Obesity is associated with increased expression of inflammatory markers (Valle et al., 2005), while weight loss results in decreased expression and secretion of pro-inflammatory components in obese individuals (Clement et al., 2004). Accordingly, modulation of the adipose tissue mass appears to result in corresponding modulation of cytokine production. TNFα and IL-6 are two intensively studied cytokines in obesity and have been consistently found to be increased in the white adipose tissue of obese subjects (Cottam et al., 2004). Previous studies suggest that white adipose tissue contributes a considerable portion of circulating IL-6, with visceral fat contributing markedly more IL-6 compared with subcutaneous fat (Fried et al., 1998; Fain et al., 2004). Expression of TNFα is increased in inflammatory conditions such as obesity and cachexia and considered a likely mediator of insulin resistance associated with visceral adiposity (Hotamisligil et al., 1994; Ofei et al., 1996). Consistent with this, diet-induced obesity in present study resulted in increased expression of TNFα and IL-6 in visceral fat, and dietary calcium attenuated these effects.

IL-15 is highly expressed in skeletal muscle, where it exerts anabolic effects (Busquets et al., 2005). IL-15 administration reduces muscle protein degradation and inhibits skeletal muscle wasting in degenerative conditions such as cachexia (Carbo et al., 2000a). Interestingly, IL-15 exerts the opposite effect in adipose tissue; administration of IL-15 reduced fat deposition without altering food intake and suppressed fat gain in growing rats (Carbo et al., 2000b; Carbo et al., 2001).

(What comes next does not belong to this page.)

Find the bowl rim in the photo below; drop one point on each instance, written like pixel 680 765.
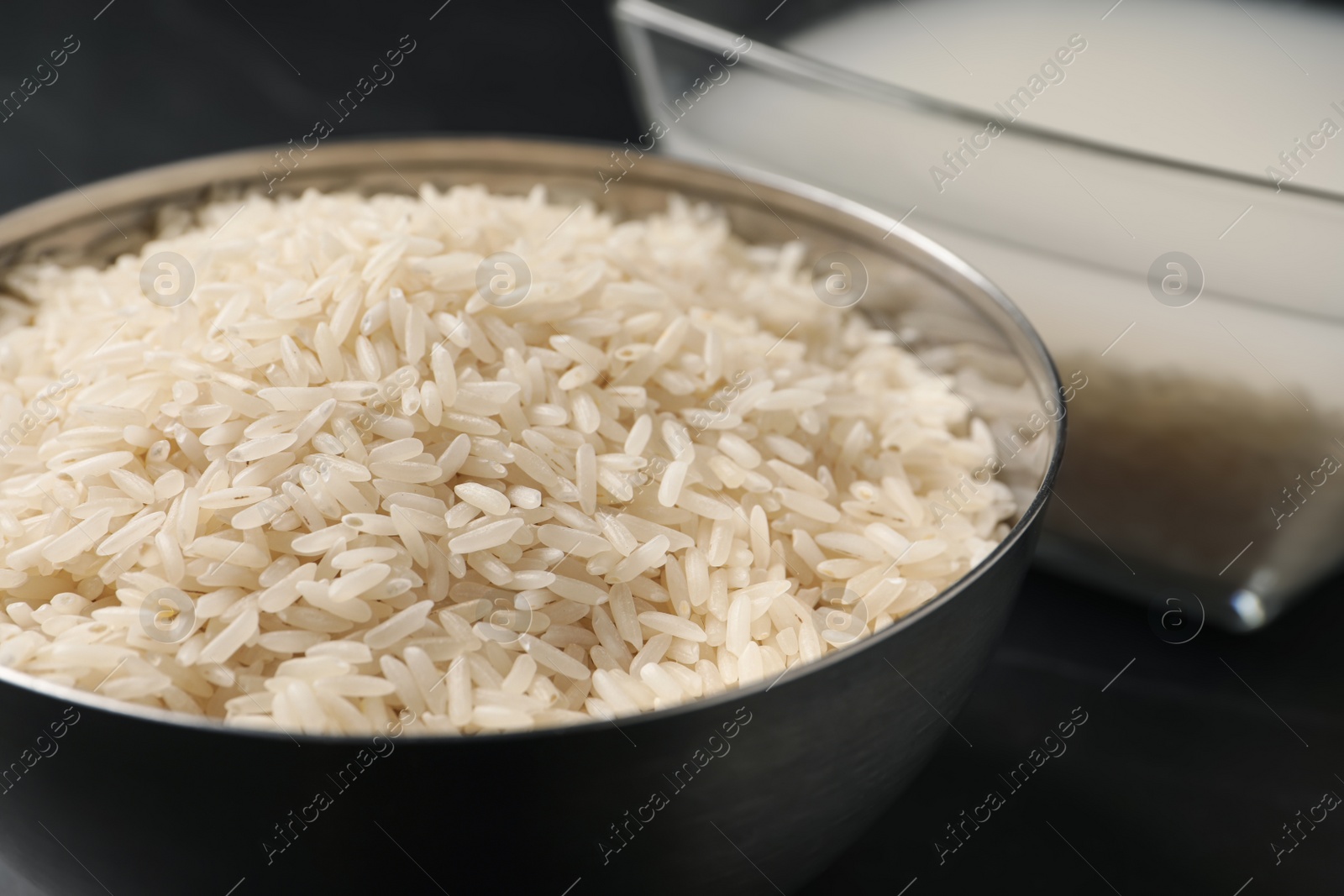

IL-15 also stimulates adiponectin secretion in cultured 3T3-L1 adipocytes (Quinn et al., 2005), indicating a role for IL-15 in regulating adipocyte metabolism. These observations suggest that IL-15 might be involved in a muscle-fat endocrine axis and regulate energy utilization between the two tissues (Argiles et al., 2005). We previously found calcium-rich diets to suppress fat gain and accelerate fat loss while protecting muscle mass in diet-induced obesity and during energy restriction, indicating that dietary calcium may similarly regulate energy partitioning in a tissue selective manner. In the present study, we provide the first in vivo evidence that dietary calcium up-regulates IL-15 expression in visceral adipose tissue and skeletal muscle, and stimulates adiponectin expression in visceral adipose tissue, skeletal muscle and stimulates adiponectin expression in visceral adipose tissue in aP2 agouti transgenic mice. This suggests that dietary calcium may also regulate energy metabolism, in part, by modulating these cytokines in both adipose tissue and skeletal muscle, thereby favoring elevated energy expenditure in adipose tissue and preserving energy storage in skeletal muscle. However, we found no effect of 1α,25-(OH)₂-D₃on IL-15 expression in human adipocytes. Since these human adipocytes were originally developed from subcutaneous fat, these results further support our in vivo observations of dietary calcium regulation of adipocyte cytokine production in a depot specific manner, although we do not have data from human visceral adipocytes for comparison.

We have recently shown that 1α,25-(OH)₂-D₃stimulated ROS production in cultured adipocytes and that suppression of 1α,25-(OH)₂-D₃via dietary calcium also attenuates adipose oxidative stress (Sun et al., 2006), suggesting a potential connection between oxidative tress and production of inflammatory factors. The present data demonstrate that hydrogen peroxide stimulates adipocyte IL-6 expression and α±tocopherol inhibits this effect. Although hydrogen peroxide showed no direct effect on the expression of anti-inflammatory factors adiponectin and IL-15, addition of α±tocopherol markedly elevated the expression of both, suggesting a direct role of oxidative stress in regulating inflammation. Indeed, previous studies have demonstrated that oxidative stress was augmented in adiposity, with ROS elevated in blood and tissue in various animal model of obesity (Suzuki et al., 2003; Furukawa et al., 2004), while markers of systemic oxidative stress were inversely related to plasma adiponectin in human subjects (Furukawa et al., 2004; Soares et al., 2005). Moreover, addition of oxidants suppressed expression of adiponectin and increased expression of IL-6, MCP-1 and PAI-1 (Soares et al., 2005). These results indicate that a local increase in oxidative stress in accumulated fat causes dysregulated production of adipocytokines. The role of adiposity in up-regulation of oxidative stress and inflammation has been investigated intensively. Fat accumulation stimulates NADPH oxidase expression in white adipose tissue (Sun et al., 2004d; Inoguchi et al., 2000). Further, NOX4, an isoform of NADPH oxidase, is expressed in adipocytes, but not in macrophage (Mahadev et al., 2004; Sorescu et al., 2002). Xu et al. (2003) and Weisberg et al. (2003) also reported that ROS stimulated macrophages infiltration of obese adipose tissue via ROS induced MCP-1 production and stimulated local NADPII oxidase expression and ROS production, indicating that both adipocytes and macrophages contribute to elevated oxidative stress in obesity.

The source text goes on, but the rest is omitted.